Weiss hugely influenced France during her time. The impact is so great that there are lasting effects beyond her death to today. She has rightfully been recognized as “the grandmother of modern Europe” due to her monumental advocacy ventures. Weiss’s perilous and never-ending efforts through her journalism, books, documentaries, and advocacy created a better and peaceful society in all of Europe.

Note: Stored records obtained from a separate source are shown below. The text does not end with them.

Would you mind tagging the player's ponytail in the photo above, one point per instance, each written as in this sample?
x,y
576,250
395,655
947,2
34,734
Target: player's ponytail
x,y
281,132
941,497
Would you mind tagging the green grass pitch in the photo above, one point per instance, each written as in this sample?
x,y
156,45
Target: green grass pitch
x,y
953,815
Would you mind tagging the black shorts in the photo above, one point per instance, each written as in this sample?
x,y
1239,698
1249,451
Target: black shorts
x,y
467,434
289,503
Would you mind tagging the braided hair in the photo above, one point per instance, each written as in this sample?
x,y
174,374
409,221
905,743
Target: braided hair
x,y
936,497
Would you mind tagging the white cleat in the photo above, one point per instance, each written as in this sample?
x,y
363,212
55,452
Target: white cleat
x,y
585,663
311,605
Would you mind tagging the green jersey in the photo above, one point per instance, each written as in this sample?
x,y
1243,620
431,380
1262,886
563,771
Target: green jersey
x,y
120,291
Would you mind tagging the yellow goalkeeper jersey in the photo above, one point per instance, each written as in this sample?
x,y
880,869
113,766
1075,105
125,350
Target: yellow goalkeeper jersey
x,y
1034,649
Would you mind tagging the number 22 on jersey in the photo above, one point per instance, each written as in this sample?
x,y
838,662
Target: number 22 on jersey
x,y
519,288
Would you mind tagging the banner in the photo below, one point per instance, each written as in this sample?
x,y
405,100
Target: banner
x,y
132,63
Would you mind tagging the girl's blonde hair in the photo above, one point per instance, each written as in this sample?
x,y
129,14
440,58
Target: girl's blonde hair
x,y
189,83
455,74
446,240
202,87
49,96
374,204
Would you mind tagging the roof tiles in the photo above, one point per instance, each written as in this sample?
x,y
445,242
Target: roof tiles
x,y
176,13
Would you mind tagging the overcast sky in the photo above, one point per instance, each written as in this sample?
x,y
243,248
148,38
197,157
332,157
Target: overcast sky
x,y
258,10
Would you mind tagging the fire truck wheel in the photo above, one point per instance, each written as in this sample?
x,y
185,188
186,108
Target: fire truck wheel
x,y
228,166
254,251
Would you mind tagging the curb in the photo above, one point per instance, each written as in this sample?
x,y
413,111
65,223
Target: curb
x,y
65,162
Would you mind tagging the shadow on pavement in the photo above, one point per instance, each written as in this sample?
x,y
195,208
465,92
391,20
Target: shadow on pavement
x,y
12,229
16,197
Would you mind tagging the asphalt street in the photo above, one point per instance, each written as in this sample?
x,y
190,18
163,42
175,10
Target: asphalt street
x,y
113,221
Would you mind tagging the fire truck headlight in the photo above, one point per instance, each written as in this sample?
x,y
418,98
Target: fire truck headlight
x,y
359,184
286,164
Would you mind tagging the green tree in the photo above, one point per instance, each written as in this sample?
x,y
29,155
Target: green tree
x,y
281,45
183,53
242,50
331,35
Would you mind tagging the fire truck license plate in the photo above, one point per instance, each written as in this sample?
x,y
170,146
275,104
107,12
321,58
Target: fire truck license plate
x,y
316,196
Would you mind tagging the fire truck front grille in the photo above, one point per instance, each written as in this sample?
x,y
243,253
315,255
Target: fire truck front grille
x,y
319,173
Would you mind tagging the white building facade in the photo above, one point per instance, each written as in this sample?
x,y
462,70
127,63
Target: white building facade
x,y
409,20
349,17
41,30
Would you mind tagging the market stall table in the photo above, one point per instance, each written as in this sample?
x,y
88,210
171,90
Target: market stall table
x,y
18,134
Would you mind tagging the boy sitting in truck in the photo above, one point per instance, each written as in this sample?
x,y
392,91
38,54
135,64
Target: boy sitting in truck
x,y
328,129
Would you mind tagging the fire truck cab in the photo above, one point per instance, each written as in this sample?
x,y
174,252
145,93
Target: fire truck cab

What the Project Means to Me

The Women Leading the Way project was a great opportunity to learn about suffragists other than the usual American suffragists such as Susan B. Anthony. This project allowed me to learn about the women in my family. In the process, I also found out some history about my mother’s native country, Haiti. I recognize and am incredibly grateful for those who fought in the 1900s around the world for women’s right to vote. I have also learned from conversations with my fellow female peers that not every woman is enjoying this right that I enjoy back in their home countries. This makes me upset and heartbroken. The Women Leading the Way Project has inspired me to have an opinion and want to tackle this obstacles for those who are still lacking these very basic rights. It was women influencing other women and working with one another that forced change. Reflecting on this project has made me realize that anyone can make a difference. Everyone should try to listen and hear their sisters, mothers, grandmothers, and any other woman in their life. It is imperative that people listen with open ears. Change is a matter of caring and listening.